Most of today was a sea day since we didn’t arrive into Fremantle (the port for Perth) until 4 p.m. So, I was able to enjoy some of my sea day activities.
One of my favorite things is Good Morning Amsterdam. Not sure why I enjoy it so much, but I really do – usually learn something new either about the ship, the activities, or a crew member or guest speaker. Well, today there was no guest and just questions about life at sea for the staff. At the end, the cruise director Bruce, had a surprise for everyone in the audience. He had bought Tim Tams (a special Australian cookie) at the last port and had one for everyone to try. I had already bought some because I remembered them from my last time in Australia and really liking them. Well, you would have thought he was feeding people who had not seen food for a week! It was rather sad, actually, to watch the mass swarm to the front to get a cookie.
I also enjoyed the “sit and knit” gathering that followed. I am trying to knit some squares for this good cause, Project Linus. A passenger has organized all those interested in knitting for this and so all these (mostly) women sit for a couple of hours every morning and knit and chat. It was actually refreshing and fun to meet some new people. They were very nice and welcoming . . and in my case, helpful with how to actually knit!
After lunch as we approached Fremantle, which is the port town for Perth and the surrounding area and at the mouth of the Swan River, which winds up to and beyond Perth. Our ship’s travel guide gave a little commentary about what we saw as we sailed in. We passed a small island called Rottnest Island which is a popular get-away for a day or weekend for both visitors and locals and easily accessible by ferry.
Fremantle is a small, but interesting little town with lots to experience here. I wish I had had more time to actually walk around Fremantle with all its little shops and cafes. It also has one of the most stellar Maritime Museums in the world – which would have also been interesting to check out. But most of my time was spent in Perth.
I went to a high school with only 48 girls in my graduating class. I had remembered that one of my classmates had moved to Perth years ago so before we set sail, I had contacted her about getting together. She generously offered to take Doug and me around for the evening we arrived and the next day until our ship departed. We gladly and happily accepted her kind offer and so when the ship docked, we were off quickly to meet (and hopefully recognize after 20 plus years) each other. Her name is Ginny. And once we did, all those years just seemed to melt away.
Ginny had planned a great introduction to Perth for the evening. We began with a quick over view tour of the city as we came in from Fremantle. The skyline is great and we took many, many pictures of it from different approaches. This is a view overlooking the city from King’s Park. Perth is a beautiful and clean city with a combination of old and new architecture. The modern is what you mainly see here.

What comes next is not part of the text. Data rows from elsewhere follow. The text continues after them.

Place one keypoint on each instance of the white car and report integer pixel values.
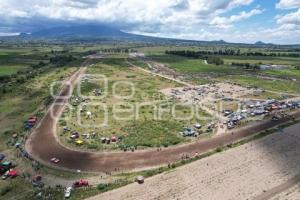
(68, 192)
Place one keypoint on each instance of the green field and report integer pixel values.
(140, 131)
(283, 86)
(28, 93)
(9, 70)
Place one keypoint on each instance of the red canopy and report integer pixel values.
(13, 173)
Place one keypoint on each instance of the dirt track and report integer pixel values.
(43, 145)
(268, 168)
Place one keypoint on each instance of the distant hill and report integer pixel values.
(80, 31)
(96, 33)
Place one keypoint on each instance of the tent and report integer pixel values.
(2, 156)
(114, 138)
(13, 173)
(79, 142)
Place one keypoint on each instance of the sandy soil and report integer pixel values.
(43, 145)
(245, 172)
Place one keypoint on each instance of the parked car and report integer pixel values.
(68, 192)
(81, 183)
(55, 160)
(2, 156)
(5, 175)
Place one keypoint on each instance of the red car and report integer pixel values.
(81, 183)
(55, 160)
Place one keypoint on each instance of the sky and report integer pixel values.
(274, 21)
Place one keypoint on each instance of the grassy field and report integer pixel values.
(283, 86)
(262, 60)
(141, 128)
(9, 70)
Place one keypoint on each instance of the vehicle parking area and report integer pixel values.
(230, 105)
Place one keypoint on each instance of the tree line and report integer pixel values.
(230, 52)
(198, 55)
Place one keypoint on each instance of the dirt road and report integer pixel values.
(43, 145)
(259, 170)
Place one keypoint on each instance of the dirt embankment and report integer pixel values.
(43, 145)
(260, 170)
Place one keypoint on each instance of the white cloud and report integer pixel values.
(290, 18)
(226, 22)
(288, 4)
(187, 19)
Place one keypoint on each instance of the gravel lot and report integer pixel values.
(245, 172)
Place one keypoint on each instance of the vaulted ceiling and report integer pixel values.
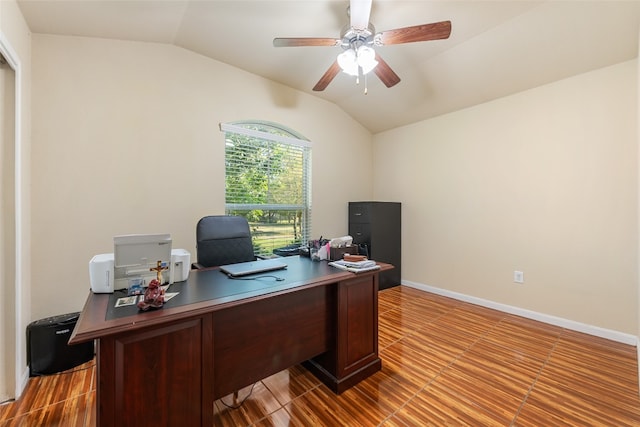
(496, 48)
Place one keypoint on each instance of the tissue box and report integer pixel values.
(337, 253)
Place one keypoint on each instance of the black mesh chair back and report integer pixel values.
(223, 239)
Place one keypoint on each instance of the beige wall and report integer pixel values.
(126, 140)
(544, 181)
(7, 231)
(15, 45)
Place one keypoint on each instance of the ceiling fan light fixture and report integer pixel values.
(352, 59)
(348, 62)
(366, 59)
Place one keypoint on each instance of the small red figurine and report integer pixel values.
(154, 295)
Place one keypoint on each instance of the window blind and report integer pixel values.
(267, 180)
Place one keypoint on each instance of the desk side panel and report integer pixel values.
(261, 338)
(154, 375)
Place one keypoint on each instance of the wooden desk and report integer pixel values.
(167, 367)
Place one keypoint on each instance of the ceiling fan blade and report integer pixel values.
(385, 73)
(418, 33)
(359, 11)
(304, 41)
(328, 76)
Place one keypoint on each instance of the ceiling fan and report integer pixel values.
(357, 41)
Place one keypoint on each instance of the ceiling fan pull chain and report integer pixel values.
(365, 84)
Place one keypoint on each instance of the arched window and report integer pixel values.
(268, 181)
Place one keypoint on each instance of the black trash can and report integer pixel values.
(48, 350)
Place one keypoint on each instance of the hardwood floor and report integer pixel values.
(444, 363)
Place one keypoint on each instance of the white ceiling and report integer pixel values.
(496, 47)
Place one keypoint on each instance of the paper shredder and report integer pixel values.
(48, 351)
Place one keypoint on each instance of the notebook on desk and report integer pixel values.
(252, 267)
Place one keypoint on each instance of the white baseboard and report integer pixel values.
(22, 384)
(541, 317)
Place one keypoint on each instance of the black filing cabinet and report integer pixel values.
(378, 225)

Before arriving in Kings Park, we drove through one of the more affluent parts of Perth called Cottesloe. They are expensive because they are close to (and some overlooking) the water. We drove through the city to get to Kings Park where we stopped to walk around the manicured part of this park. It is expansive with both a more manicured look and then a more “bush” look with walking trails throughout. It also has a war memorial monument where you can also look out over the city of Perth. The street where we parked the car was lined with beautiful gum trees.
We then drove to Subiaco, the area of Perth with many theaters and artsy venues. We had dinner at Metro, an Indian restaurant, which was excellent. We had and Indian meal in keeping with what we were going to do next.
We were lucky enough to be here during Perth’s International Arts Festival. Ginny got us tickets to a special Indian dance performance at the Regal theater. It was called Shiva Shakti and was one of the most interesting and unusual performances I’ve seen. I was fascinated with it. It’s about energy and the male Shiva and female Shakti. This simplifies it too much. It is something that just needs to be experienced to appreciate. I felt fortunate to be able to do that.
Ginny brought us back to the ship after the performance. We got back in time to see the ship’s folklore performance with the Wadumbah Dance Group showcasing the Bibullmum culture. It was really weak after what we had just seen in Perth, but the didgeridoo player was good.
Looking forward to seeing more of Perth with Ginny tomorrow morning!